Last and First Men vividly conveys an escapist attitude towards death, and eternity is consolation. Philosopher Emil Cioran in his book On the Heights of Despair powerfully argues that death is immanent in life. According to Cioran, one of the greatest delusions of the average man is to forget that life is death’s prisoner. People perceive death as coming from the outside, and not as an inner fatality of life itself. When life is shaken to its core, when prognostication, depression, or illness highlights humankind’s slow, agonizing, and progressive move to death, one could see how illusory the belief in life’s eternal glory is. Depressive states bring ‘man closer to his inner reality and cause him to discover death in his own subjectivity… overcoming all the social forms which usually mask it.’ (Cioran, Despair, 1990). In the depths of one’s interiority where human subjectivity is at its most primal, life mingles with death, and anarchic drums of irrationality beat to restlessness and dissatisfaction.

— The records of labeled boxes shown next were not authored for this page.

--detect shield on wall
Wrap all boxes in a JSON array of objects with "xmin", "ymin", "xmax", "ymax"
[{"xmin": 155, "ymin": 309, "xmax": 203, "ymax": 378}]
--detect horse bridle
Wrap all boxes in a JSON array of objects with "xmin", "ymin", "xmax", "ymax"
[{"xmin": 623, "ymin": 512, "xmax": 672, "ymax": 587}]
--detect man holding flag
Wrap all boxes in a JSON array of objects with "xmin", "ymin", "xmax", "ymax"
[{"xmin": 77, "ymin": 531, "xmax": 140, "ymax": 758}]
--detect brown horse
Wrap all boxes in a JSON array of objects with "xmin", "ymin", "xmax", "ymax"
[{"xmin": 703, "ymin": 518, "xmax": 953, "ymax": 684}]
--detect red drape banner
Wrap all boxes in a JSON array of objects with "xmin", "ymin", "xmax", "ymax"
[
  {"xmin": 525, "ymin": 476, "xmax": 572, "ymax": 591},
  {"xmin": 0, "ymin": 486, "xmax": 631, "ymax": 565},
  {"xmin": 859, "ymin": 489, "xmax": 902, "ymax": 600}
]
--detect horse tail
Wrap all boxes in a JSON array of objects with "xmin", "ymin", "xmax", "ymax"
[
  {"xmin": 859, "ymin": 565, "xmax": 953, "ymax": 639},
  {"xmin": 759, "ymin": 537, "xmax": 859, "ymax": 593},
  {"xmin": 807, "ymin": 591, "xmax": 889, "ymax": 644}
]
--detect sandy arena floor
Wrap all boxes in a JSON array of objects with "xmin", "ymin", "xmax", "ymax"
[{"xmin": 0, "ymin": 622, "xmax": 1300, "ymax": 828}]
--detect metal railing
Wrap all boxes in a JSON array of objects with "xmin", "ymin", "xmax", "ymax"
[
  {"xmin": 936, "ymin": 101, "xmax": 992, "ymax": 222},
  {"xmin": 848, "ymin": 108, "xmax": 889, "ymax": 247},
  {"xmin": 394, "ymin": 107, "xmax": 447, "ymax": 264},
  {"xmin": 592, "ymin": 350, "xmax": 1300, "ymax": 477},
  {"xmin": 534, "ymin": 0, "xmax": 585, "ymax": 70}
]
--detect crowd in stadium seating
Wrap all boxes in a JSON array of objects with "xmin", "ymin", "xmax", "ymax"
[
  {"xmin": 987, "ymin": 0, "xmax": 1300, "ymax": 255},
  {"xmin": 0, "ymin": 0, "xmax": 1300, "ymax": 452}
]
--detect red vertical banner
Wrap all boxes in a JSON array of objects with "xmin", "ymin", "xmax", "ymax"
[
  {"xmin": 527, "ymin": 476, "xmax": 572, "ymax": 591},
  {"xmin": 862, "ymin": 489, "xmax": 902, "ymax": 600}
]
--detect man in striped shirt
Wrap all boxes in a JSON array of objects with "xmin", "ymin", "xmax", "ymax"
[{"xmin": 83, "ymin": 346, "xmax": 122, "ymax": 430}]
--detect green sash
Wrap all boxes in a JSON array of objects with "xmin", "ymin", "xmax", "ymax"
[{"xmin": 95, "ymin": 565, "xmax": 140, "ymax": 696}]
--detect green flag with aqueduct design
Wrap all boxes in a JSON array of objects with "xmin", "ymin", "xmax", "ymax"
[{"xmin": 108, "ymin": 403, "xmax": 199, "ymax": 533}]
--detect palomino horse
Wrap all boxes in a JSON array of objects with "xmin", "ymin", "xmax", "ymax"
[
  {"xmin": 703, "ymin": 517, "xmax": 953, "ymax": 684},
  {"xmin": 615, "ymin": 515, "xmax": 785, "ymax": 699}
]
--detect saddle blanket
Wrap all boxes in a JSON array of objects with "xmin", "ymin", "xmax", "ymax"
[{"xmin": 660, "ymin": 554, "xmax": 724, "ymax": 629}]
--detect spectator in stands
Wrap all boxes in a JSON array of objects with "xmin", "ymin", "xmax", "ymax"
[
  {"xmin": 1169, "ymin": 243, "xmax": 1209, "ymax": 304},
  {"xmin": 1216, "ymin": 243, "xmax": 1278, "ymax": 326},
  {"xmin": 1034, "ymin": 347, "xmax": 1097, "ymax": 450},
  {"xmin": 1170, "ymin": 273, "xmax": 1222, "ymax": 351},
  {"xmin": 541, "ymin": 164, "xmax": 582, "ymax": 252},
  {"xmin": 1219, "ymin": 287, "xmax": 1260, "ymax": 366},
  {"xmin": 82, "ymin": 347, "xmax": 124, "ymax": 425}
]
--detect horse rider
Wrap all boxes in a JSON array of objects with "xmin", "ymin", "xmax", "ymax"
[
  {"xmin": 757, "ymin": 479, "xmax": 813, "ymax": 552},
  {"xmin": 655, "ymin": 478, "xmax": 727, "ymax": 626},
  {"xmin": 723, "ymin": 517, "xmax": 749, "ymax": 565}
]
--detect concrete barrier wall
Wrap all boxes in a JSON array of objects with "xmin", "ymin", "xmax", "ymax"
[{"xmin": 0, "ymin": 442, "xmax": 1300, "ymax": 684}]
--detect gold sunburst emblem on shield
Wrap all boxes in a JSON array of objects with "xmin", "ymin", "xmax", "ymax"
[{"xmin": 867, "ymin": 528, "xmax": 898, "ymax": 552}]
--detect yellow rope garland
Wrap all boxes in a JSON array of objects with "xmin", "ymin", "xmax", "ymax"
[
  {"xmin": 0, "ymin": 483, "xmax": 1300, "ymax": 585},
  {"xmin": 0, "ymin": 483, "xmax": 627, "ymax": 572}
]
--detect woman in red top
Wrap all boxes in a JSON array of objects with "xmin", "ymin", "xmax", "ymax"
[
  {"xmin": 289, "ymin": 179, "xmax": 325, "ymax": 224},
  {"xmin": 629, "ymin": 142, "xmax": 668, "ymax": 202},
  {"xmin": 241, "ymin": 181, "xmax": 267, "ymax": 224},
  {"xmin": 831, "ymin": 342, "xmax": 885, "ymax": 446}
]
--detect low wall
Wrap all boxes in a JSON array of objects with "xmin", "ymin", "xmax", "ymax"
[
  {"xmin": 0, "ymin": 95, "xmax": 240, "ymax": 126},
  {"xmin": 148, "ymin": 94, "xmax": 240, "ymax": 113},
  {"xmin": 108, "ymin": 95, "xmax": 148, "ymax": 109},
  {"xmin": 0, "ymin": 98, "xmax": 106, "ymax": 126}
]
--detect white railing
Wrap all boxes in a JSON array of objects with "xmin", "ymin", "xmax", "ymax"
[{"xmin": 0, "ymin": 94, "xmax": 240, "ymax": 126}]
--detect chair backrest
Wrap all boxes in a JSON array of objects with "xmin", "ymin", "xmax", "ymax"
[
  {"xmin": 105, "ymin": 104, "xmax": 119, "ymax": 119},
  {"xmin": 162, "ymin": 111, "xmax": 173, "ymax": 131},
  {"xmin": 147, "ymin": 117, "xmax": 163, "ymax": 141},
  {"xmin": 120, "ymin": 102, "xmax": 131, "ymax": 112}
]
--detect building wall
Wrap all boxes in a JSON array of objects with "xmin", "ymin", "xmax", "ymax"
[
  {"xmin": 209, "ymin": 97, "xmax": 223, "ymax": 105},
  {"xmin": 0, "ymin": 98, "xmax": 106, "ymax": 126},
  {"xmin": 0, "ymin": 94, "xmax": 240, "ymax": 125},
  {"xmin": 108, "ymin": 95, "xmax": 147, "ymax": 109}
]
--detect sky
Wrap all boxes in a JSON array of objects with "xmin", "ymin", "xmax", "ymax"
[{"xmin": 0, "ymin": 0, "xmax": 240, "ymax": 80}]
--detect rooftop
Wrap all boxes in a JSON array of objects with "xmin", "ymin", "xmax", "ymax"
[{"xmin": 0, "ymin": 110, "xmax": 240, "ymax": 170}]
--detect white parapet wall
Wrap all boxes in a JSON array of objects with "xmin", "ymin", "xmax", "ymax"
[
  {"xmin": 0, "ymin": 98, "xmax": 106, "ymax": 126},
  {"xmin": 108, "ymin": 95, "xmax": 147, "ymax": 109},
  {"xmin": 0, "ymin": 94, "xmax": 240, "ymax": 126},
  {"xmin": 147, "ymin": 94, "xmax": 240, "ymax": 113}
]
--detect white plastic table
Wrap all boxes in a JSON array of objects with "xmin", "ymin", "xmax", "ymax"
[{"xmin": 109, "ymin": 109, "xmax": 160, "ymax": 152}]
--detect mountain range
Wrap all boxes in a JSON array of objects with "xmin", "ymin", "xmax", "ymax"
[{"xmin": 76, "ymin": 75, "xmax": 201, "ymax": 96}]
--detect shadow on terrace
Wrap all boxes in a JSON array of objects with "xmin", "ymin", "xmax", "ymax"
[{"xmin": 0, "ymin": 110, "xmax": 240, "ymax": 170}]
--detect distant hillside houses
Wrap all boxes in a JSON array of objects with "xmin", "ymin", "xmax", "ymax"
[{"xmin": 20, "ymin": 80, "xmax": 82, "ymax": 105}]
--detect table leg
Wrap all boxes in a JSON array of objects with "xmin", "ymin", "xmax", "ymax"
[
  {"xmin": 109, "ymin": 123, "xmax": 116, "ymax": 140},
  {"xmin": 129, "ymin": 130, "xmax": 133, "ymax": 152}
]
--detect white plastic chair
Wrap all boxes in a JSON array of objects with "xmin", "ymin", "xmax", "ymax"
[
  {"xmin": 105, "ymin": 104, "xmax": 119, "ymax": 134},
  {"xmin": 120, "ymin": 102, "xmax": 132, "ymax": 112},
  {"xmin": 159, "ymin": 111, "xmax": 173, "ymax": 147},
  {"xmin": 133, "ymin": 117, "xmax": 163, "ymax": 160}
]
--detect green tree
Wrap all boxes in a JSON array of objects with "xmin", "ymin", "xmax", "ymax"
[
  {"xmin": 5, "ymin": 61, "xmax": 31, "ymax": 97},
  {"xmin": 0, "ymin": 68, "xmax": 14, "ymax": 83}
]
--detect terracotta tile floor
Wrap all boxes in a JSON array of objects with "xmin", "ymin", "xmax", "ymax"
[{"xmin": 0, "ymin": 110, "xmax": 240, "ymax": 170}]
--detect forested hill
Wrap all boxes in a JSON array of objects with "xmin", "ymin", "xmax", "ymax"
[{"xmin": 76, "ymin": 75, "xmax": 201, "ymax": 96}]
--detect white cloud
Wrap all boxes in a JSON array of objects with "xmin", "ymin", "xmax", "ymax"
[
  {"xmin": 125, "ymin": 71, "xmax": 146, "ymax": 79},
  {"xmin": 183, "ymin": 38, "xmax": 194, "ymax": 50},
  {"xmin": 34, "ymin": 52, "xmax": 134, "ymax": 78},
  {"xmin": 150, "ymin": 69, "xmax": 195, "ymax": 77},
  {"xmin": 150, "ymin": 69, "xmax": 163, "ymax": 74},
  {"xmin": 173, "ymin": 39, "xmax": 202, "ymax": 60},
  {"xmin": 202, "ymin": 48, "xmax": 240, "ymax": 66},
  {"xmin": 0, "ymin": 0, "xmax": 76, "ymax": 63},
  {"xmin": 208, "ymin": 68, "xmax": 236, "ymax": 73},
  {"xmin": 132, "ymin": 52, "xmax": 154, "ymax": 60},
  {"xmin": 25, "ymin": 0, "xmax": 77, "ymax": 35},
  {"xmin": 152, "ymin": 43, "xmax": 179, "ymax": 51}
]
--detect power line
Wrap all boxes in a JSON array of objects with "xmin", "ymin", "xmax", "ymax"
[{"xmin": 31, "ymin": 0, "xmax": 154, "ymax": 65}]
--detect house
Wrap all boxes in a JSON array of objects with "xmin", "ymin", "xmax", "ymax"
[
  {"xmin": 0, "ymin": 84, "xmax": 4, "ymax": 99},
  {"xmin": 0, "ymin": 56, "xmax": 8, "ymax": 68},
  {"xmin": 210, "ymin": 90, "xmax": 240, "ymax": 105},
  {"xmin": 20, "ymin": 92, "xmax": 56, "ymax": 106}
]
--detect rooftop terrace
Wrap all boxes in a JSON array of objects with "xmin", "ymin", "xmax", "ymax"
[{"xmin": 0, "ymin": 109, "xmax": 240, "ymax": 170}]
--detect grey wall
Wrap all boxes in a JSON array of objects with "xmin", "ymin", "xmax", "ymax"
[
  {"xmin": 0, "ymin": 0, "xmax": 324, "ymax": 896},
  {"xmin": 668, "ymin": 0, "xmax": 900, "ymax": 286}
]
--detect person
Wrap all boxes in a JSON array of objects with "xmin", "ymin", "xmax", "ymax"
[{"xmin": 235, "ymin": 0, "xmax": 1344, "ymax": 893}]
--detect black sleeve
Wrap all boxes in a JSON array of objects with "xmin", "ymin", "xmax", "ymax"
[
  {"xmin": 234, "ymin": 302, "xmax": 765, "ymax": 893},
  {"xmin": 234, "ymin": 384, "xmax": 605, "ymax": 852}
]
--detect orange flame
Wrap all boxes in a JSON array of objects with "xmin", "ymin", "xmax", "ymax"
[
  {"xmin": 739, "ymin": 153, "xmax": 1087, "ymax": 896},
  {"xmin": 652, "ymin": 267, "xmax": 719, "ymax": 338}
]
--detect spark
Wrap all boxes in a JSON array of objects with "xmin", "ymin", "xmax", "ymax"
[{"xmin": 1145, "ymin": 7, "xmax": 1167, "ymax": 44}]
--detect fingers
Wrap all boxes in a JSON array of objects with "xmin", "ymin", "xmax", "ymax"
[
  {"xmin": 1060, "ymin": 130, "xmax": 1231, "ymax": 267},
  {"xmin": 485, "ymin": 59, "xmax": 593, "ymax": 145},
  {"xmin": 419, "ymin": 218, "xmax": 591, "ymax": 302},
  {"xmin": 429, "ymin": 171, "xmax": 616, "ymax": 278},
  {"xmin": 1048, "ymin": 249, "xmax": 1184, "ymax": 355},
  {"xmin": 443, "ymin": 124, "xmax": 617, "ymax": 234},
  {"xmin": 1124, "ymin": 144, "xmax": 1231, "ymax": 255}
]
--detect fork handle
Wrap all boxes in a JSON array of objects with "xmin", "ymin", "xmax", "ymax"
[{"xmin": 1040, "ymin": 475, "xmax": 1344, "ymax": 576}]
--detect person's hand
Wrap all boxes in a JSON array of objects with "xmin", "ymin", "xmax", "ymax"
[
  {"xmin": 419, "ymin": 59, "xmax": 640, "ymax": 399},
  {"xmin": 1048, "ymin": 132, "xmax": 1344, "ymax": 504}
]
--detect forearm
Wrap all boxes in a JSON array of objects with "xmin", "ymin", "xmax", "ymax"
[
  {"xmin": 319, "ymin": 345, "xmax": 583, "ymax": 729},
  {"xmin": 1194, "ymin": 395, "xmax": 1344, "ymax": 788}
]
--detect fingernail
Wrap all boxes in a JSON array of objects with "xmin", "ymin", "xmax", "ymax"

For Cioran, death is the fear of nothingness since one cannot conceive of death without nothingness, nor of life without a principle of negativity. This principle slowly claws its way through blood and flesh, handheld with nothingness as it obliterates the mind. Such is the case for the Last Men, whose hopeful consolation from life’s tragic obliteration is superfluous. Their wayward glimpse into the universal kaleidoscope reveals life’s incalculable cosmic fractals, yet the insidious effervescence of our primal agony bubbles to the surface and reveals an existential pain in our awe-filled eyes.
‘The conviction that you cannot escape an implacable fate and that time will do nothing but unfold the dramatic process of destruction is an expression of irrevocable agony…Those who believe in eternity do so because they are afraid of death. There is in their faith a painful effort to save- even without an absolute certitude- the world of values in which they live and to which they contribute, an effort to defeat the nothingness inherent in the temporal and attain the universal in eternity.’
In the end , Last and First Men is a project that you’re supposed to feel before you understand. It is entirely possible that if you were to watch it, your experience could vastly differ. On the other hand, perhaps there is a common denominator in the human essence, one that seeps out when confronted with death and eternity. Perchance this is Johann Johannsson’s posthumous message to us all, delivered in sound and image. I leave the reader to investigate this for him or herself.